The report, 'Fighting fraud in government', found that this year, 14 percent of respondents from the public sector reported having experienced a cybercrime attack in the past 12 months. Previously, the response was so low that cybercrime was not counted as a separate category.
PwC also found that more than 40 percent of respondents perceived risk of cybercrime to be on the rise, although over half said the risk had stayed the same.
In addition, most public sector workers believed that the internal cybercrime threat was just as strong as the external threat. The IT department was perceived to pose the highest risk, closely followed by physical security, operations and finance.
"It is, however, important to ensure that all departments are sufficiently protected, including those viewed as low risks, such as HR and legal, especially given the confidential nature of information to which they have access," PwC said.
In terms of resources for dealing with cybercrime, PwC found that although more than half of respondents have the in-house capabilities to detect cybercrime, many were dependent on external investigators.
In addition, nearly half of public sector organisations did not have, or are not aware of having, emergency shut-down procedures in the case of a cyber attack.
Although PwC expects that the CEO and board should take responsibility of a cybercrime programme - which think tank Chatham House also argued last year - as they would the overall anti-fraud programme, the consultancy was surprised to find that only 20 percent of respondents believed that cybercrime was a board-level issue.

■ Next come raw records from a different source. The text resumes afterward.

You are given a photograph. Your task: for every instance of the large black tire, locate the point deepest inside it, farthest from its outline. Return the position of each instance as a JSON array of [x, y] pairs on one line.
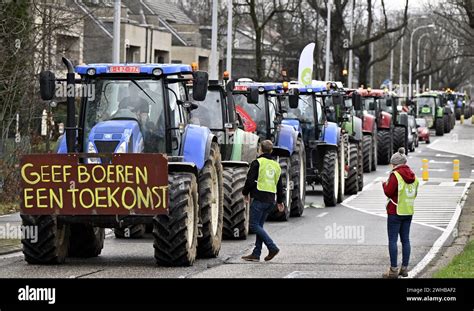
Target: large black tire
[[285, 179], [439, 125], [351, 180], [298, 176], [211, 205], [86, 241], [360, 167], [130, 232], [399, 137], [330, 178], [52, 243], [175, 234], [374, 152], [367, 153], [236, 212], [384, 147], [447, 124]]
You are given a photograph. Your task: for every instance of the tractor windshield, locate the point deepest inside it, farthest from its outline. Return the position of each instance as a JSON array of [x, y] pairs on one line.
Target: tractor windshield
[[139, 100], [209, 113], [426, 105], [368, 103], [255, 111]]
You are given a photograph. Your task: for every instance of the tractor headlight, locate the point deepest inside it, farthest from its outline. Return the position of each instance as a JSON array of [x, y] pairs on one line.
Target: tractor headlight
[[91, 149], [157, 72], [122, 148], [91, 72]]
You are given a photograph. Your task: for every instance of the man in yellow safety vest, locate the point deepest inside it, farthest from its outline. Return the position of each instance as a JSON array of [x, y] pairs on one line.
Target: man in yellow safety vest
[[263, 184]]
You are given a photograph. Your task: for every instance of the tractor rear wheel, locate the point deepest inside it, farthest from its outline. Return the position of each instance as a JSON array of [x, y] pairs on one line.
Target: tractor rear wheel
[[236, 211], [367, 153], [384, 147], [211, 204], [330, 178], [175, 234], [52, 242], [298, 176], [86, 241]]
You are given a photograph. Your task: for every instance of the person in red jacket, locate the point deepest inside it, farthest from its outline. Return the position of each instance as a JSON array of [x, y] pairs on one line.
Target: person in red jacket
[[399, 216]]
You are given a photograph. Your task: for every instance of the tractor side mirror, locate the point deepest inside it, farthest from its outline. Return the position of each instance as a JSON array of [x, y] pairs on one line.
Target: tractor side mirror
[[338, 100], [200, 84], [356, 101], [253, 95], [47, 85], [294, 98]]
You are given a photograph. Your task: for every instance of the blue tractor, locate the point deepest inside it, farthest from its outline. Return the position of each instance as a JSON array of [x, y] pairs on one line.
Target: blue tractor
[[324, 141], [139, 108], [265, 104]]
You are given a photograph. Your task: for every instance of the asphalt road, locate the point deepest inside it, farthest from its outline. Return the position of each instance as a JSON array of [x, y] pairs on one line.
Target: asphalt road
[[311, 246]]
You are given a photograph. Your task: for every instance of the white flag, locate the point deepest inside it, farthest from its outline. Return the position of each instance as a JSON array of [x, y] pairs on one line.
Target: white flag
[[305, 69]]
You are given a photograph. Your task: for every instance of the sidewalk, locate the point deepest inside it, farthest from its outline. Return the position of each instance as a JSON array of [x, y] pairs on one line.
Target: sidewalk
[[439, 205]]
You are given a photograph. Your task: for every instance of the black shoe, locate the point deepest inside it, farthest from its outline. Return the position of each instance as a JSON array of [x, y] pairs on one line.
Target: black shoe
[[271, 254], [251, 258]]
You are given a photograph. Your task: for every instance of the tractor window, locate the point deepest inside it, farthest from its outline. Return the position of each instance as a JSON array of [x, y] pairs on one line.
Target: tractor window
[[140, 100], [209, 113], [255, 111], [426, 105], [368, 103]]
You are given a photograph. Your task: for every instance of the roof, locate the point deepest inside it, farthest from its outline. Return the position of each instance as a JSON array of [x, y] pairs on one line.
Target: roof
[[168, 69], [163, 8]]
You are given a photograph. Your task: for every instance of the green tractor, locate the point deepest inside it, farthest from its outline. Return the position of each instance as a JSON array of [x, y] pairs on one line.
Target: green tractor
[[238, 149], [431, 106]]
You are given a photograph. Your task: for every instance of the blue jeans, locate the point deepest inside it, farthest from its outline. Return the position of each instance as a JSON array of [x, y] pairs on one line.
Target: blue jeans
[[399, 225], [258, 214]]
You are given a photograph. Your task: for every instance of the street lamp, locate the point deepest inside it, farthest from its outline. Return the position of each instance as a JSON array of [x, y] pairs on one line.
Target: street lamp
[[411, 55], [328, 39], [418, 58]]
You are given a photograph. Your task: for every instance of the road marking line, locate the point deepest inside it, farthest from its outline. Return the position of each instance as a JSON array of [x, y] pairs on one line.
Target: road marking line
[[459, 153], [442, 239], [440, 155], [439, 162]]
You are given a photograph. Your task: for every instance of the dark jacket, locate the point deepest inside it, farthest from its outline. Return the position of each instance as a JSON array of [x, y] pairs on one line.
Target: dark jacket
[[251, 184], [390, 188]]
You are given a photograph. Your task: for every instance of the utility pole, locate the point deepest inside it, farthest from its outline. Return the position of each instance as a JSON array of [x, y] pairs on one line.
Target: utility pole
[[328, 40], [351, 37], [116, 41], [229, 38], [401, 67], [371, 82], [391, 71], [214, 61]]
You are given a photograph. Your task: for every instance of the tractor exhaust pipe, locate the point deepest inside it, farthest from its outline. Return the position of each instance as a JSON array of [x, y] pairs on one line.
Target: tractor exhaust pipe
[[71, 107]]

Nearly half of respondents believed that it was the CIO who was responsible.
"The most senior people within organisations are not placing enough emphasis on the importance of managing the real threats that cybercrime frauds present to their organisaitons, with nearly half of boards not reviewing the threat more frequently than annually.

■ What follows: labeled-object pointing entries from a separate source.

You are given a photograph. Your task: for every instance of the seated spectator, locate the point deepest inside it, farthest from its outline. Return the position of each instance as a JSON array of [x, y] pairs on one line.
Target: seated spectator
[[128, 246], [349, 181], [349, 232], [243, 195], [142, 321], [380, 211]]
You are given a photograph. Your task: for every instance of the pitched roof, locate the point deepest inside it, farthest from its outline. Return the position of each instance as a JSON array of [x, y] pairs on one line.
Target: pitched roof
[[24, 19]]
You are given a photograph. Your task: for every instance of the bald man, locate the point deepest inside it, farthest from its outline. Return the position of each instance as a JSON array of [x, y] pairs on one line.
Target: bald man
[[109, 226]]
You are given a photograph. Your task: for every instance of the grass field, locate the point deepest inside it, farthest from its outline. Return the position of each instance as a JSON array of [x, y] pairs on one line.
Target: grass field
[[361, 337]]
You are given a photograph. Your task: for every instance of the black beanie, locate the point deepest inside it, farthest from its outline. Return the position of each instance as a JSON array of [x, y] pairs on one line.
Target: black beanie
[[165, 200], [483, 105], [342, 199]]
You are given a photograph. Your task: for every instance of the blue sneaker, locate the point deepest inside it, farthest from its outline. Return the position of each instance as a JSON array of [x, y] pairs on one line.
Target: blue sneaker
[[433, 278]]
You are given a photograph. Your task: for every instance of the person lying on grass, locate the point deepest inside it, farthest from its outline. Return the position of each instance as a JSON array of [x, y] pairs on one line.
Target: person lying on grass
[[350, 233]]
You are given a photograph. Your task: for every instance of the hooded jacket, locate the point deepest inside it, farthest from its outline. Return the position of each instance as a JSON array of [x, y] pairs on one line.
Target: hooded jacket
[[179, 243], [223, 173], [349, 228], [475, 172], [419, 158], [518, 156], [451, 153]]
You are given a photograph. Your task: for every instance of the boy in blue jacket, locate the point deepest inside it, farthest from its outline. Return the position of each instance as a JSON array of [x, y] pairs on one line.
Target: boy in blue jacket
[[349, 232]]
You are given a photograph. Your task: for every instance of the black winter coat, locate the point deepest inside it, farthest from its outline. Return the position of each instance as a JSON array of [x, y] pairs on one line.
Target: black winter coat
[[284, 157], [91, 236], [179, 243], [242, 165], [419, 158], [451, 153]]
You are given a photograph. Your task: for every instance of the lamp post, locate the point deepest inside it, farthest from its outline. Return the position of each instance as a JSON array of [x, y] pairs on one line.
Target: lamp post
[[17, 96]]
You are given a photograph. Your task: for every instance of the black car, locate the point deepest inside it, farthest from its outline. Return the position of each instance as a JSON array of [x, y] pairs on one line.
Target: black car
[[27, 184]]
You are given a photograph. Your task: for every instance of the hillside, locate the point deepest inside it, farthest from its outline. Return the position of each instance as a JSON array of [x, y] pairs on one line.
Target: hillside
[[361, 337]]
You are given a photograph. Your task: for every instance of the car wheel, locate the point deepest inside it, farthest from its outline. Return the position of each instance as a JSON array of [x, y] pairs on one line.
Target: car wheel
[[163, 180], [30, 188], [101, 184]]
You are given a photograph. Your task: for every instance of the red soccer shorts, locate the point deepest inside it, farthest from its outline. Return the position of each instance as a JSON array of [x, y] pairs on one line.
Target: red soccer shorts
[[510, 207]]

"It is vital that executives accept more responsibility for managing and mitigating cybercrime risks and set an appropriate tone at the top. Leadership by a management team which instils a cyber risk-aware culture and ensures that all departments are aligned in the fight against fraud is key in order to succeed in today's environment," PwC said.
The 2011 Global Economic Crime Survey was completed by 184 respondents from the public sector from 36 countries. Thirty-one respondents were from the UK and Ireland.